В этом протоколе, мы описали нашу процедура катетеризации, коллагеназы перфузии и диссоциации мышиной поджелудочной железы, с целью выделения островков Лангерганса. Технически, наш метод, овладев, должны обеспечивать изоляцию поджелудочной железы в течение 4 мин эвтаназии животных, и на 1 час должно привести к изоляции островков от одного животного. Быстрота методика позволяет выделить из островков до 12 мышей в типичном участке, в результате чего изоляции до 3000 островков.
В отличие от других протоколов, которые используют сырую препаратов коллагеназы, наш протокол имеет использование очищенных протеаз, CI фермента коллагеназы MA и CI фермента протеазы BP. Изменения в последовательности TDE препараты, которые являются коммерчески доступными требует, чтобы каждая партия индивидуально протестирована и оптимизирована до общего использования. Это много-к-много изменчивость привело нас к рассмотрению использования пуриFied TDES от VitaCyte. Эти высокоочищенного TDES характеризуется несколькими методами, включая применение чувствительных флуоресценции меченых анализы подложки. Анализа флуоресценции CDA более чувствительны к различным молекулярным формам коллагеназы, которые имеют различные кинетики в унижающему достоинство родного коллагена. Историческая пептида анализы субстрата дают неполную оценку коллагеназы. Характеризуя коллагеназы несколькими методами обеспечивает большую активность фермента между партиями.

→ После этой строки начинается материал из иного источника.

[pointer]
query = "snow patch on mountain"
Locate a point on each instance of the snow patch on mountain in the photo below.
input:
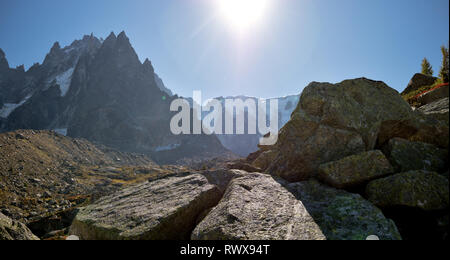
(61, 131)
(8, 108)
(167, 147)
(63, 80)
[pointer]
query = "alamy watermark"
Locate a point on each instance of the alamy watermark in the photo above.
(208, 117)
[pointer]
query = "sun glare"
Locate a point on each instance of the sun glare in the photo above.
(243, 14)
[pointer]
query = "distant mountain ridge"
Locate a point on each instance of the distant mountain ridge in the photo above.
(98, 90)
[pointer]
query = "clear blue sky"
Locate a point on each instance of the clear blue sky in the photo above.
(192, 47)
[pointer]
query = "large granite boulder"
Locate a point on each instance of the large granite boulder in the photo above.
(257, 207)
(333, 121)
(416, 127)
(416, 189)
(408, 156)
(355, 169)
(164, 209)
(342, 215)
(419, 80)
(438, 110)
(434, 95)
(13, 230)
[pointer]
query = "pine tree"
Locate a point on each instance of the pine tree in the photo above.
(426, 67)
(443, 73)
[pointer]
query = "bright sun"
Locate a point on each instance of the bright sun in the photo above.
(243, 14)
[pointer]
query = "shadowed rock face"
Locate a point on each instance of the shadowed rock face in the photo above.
(257, 207)
(13, 230)
(342, 215)
(438, 110)
(334, 121)
(164, 209)
(415, 189)
(407, 156)
(419, 80)
(355, 169)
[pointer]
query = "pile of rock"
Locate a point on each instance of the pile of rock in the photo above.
(351, 152)
(361, 136)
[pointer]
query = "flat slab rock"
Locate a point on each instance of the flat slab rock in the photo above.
(342, 215)
(13, 230)
(161, 210)
(257, 207)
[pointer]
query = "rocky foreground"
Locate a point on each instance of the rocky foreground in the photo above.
(354, 161)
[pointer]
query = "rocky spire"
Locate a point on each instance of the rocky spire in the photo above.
(3, 62)
(54, 54)
(148, 67)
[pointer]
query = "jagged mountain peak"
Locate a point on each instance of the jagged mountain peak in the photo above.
(3, 61)
(148, 66)
(55, 47)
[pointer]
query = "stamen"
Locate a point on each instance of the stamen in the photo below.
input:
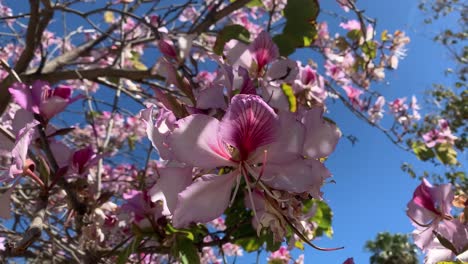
(251, 198)
(235, 190)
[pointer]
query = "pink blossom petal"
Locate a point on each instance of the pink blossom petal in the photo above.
(62, 91)
(247, 86)
(321, 136)
(275, 97)
(290, 141)
(21, 95)
(171, 182)
(422, 197)
(196, 142)
(211, 97)
(239, 55)
(204, 200)
(61, 152)
(423, 236)
(296, 176)
(248, 124)
(157, 133)
(20, 151)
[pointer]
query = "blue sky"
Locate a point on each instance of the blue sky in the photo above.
(371, 191)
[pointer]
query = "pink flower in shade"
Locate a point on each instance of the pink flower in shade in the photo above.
(21, 165)
(439, 136)
(376, 111)
(457, 234)
(414, 106)
(335, 72)
(167, 48)
(257, 55)
(40, 99)
(398, 106)
(83, 159)
(188, 14)
(282, 255)
(157, 130)
(140, 206)
(345, 4)
(353, 96)
(310, 82)
(351, 25)
(430, 206)
(250, 133)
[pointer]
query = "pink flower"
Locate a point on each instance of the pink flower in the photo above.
(282, 255)
(345, 4)
(457, 234)
(376, 111)
(257, 55)
(140, 206)
(310, 81)
(430, 206)
(351, 25)
(439, 136)
(40, 99)
(82, 159)
(188, 14)
(2, 243)
(353, 96)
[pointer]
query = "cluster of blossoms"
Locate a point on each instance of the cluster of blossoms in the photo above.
(440, 235)
(257, 146)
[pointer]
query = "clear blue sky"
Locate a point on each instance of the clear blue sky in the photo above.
(371, 191)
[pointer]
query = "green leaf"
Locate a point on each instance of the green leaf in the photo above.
(289, 93)
(230, 32)
(185, 250)
(422, 152)
(130, 249)
(446, 154)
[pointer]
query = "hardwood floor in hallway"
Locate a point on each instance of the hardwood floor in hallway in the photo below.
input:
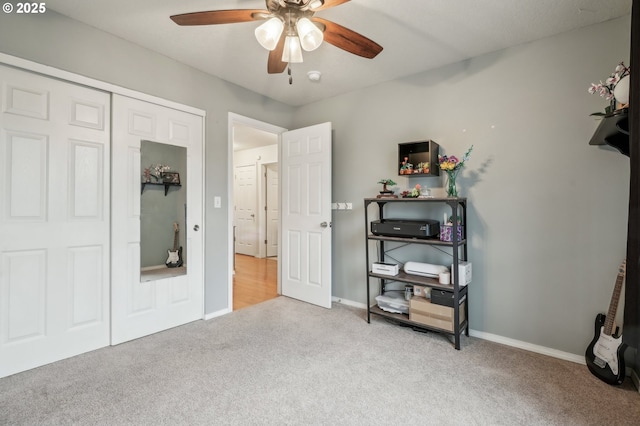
(255, 281)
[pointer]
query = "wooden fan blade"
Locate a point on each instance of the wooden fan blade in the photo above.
(330, 3)
(348, 40)
(275, 64)
(214, 17)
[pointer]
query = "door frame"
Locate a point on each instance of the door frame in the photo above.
(263, 200)
(237, 119)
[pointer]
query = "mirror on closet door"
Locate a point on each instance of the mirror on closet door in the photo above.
(163, 201)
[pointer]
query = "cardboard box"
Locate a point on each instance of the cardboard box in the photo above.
(419, 290)
(464, 272)
(424, 312)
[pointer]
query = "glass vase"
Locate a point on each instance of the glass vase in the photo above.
(452, 189)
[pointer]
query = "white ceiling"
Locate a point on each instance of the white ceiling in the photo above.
(416, 35)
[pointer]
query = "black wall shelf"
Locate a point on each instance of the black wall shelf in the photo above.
(613, 130)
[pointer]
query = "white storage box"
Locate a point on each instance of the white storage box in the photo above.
(393, 303)
(464, 272)
(385, 268)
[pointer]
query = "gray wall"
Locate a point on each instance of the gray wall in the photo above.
(547, 212)
(55, 40)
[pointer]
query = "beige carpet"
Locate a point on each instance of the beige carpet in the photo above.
(285, 362)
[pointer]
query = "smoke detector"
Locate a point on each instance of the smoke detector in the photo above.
(314, 75)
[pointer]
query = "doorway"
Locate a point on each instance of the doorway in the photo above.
(254, 147)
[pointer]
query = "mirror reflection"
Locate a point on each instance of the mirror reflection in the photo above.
(163, 202)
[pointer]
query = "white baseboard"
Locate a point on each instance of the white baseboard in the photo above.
(349, 302)
(217, 314)
(498, 339)
(579, 359)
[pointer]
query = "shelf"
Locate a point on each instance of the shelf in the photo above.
(613, 130)
(166, 185)
(448, 200)
(417, 279)
(416, 153)
(404, 319)
(456, 248)
(427, 241)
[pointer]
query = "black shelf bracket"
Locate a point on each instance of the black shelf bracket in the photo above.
(166, 185)
(613, 130)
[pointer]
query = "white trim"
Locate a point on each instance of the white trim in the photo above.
(217, 314)
(579, 359)
(93, 83)
(233, 119)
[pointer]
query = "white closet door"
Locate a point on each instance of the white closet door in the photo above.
(54, 220)
(143, 308)
(245, 196)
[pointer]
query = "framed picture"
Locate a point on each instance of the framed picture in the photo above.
(171, 177)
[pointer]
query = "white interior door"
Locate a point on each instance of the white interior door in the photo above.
(272, 209)
(246, 222)
(139, 309)
(306, 214)
(54, 220)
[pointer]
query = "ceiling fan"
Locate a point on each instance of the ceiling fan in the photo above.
(289, 26)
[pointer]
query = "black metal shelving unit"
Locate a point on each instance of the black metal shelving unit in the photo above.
(458, 248)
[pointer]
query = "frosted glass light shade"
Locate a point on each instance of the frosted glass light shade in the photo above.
(269, 33)
(310, 36)
(292, 52)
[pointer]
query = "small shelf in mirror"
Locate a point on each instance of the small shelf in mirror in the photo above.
(613, 130)
(166, 185)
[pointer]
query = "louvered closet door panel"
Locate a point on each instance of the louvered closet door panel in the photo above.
(54, 220)
(140, 308)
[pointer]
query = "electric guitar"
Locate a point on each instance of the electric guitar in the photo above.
(605, 354)
(175, 256)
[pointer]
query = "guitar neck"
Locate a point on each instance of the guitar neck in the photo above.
(613, 306)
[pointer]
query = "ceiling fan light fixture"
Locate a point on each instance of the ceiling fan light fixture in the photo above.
(310, 36)
(269, 33)
(292, 52)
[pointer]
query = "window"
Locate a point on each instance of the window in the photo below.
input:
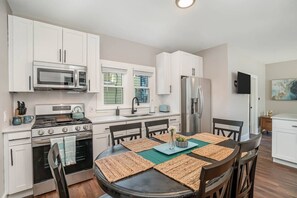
(113, 88)
(142, 91)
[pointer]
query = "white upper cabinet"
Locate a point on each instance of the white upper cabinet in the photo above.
(20, 54)
(163, 74)
(55, 44)
(47, 42)
(94, 68)
(74, 47)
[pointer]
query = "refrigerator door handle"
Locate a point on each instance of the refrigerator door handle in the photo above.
(201, 102)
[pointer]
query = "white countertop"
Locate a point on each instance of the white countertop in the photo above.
(285, 116)
(121, 118)
(18, 128)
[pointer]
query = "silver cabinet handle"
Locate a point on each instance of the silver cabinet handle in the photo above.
(60, 55)
(11, 157)
(108, 140)
(64, 56)
(29, 82)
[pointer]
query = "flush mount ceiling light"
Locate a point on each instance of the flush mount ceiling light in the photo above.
(184, 3)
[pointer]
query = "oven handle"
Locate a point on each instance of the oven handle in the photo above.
(47, 141)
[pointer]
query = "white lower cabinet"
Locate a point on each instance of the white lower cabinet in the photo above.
(19, 154)
(284, 140)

Исходя из нашего внутреннего тестирования с использованием различных препаратов коллагеназы в продаже, мы обнаружили, что очищенный фермент комбинации дал воспроизводимые многие-к-много результатов. Основными преимуществами использования высокой степени очистки и тщательно характеризуется TDES в этом приложении раз оптимальный состав ферментов определен, многие-к-много производительности согласованность гарантирована. Эта согласованность исключает трудоемкий процесс много квалификация обычно требуетсядля продуктов сырая или обогащенные коллагеназы. Очищенный TDES также включить дополнительные изменения состава для улучшения урожайности и качества островки оправился от различных штаммов мыши. Отчетный оптимальных составов ферментов для выделения островков из разных линий мышей можно более эффективно общались. Это, в свою очередь, приводит к более продуктивного использования ресурсов и повышение гибкости в экспериментальном дизайне.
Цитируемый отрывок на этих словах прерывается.